Farrell is just one of the all-stars working on the Google Ventures team. Adam Ghobarah is another. A stats Ph.D with a penchant for big data, his presence saves these startups from having to hire a Ph.D of their own “to tell them where the million-dollar mistakes are.”

After all, he said, “You don’t always need a Ph.D to get value out of the data.
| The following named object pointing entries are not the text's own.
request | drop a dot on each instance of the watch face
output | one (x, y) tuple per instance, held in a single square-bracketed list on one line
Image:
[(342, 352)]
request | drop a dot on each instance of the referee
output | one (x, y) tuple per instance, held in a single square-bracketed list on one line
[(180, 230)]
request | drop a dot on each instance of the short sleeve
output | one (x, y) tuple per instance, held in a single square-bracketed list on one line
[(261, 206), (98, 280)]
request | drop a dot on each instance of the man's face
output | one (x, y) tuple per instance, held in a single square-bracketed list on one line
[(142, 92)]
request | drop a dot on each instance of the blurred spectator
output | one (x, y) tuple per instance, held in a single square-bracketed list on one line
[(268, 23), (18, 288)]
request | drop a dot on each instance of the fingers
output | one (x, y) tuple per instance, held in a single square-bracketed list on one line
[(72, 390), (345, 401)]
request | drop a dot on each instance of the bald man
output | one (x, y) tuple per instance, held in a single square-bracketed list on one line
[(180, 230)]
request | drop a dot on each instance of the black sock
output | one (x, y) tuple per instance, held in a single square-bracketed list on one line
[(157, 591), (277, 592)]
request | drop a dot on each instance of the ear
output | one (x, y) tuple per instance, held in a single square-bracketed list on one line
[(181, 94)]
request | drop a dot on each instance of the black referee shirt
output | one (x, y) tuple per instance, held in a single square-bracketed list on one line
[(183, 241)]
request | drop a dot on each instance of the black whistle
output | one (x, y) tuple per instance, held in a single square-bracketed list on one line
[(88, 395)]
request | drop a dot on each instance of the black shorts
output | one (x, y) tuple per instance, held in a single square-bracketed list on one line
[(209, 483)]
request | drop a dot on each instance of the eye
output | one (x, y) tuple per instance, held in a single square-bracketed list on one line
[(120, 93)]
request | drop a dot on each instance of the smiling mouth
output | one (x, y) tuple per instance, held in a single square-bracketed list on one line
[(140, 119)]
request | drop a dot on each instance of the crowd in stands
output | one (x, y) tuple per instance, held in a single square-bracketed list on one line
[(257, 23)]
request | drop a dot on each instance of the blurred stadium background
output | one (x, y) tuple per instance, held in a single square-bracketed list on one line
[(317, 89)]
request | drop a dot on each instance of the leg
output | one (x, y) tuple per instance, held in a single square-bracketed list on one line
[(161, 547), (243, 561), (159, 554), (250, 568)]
But these are complicated things, and it helps to have experience.”

Ghobarah said it’s a “dirty secret in the data community” that the quality of data in these big data sets falls apart due to the way it’s gathered by sensors, server logs, and other machines. “You end up finding patterns that aren’t really there.” But he also says that data quality and insights from the info can prevent startups from flashing in the pan, so he and his big-data cohorts work with 100 percent of the firm’s portfolio companies.

As I learn through spending more time with more Google Ventures folks, this is the firm’s method: Do a lot of hands-on, teach-a-man-to-fish work with founders; dig deep into everyone’s vast networks to get the best help that can be found; and keep pumping time and effort into the portfolio companies, willing them to succeed and generate a return for the firm.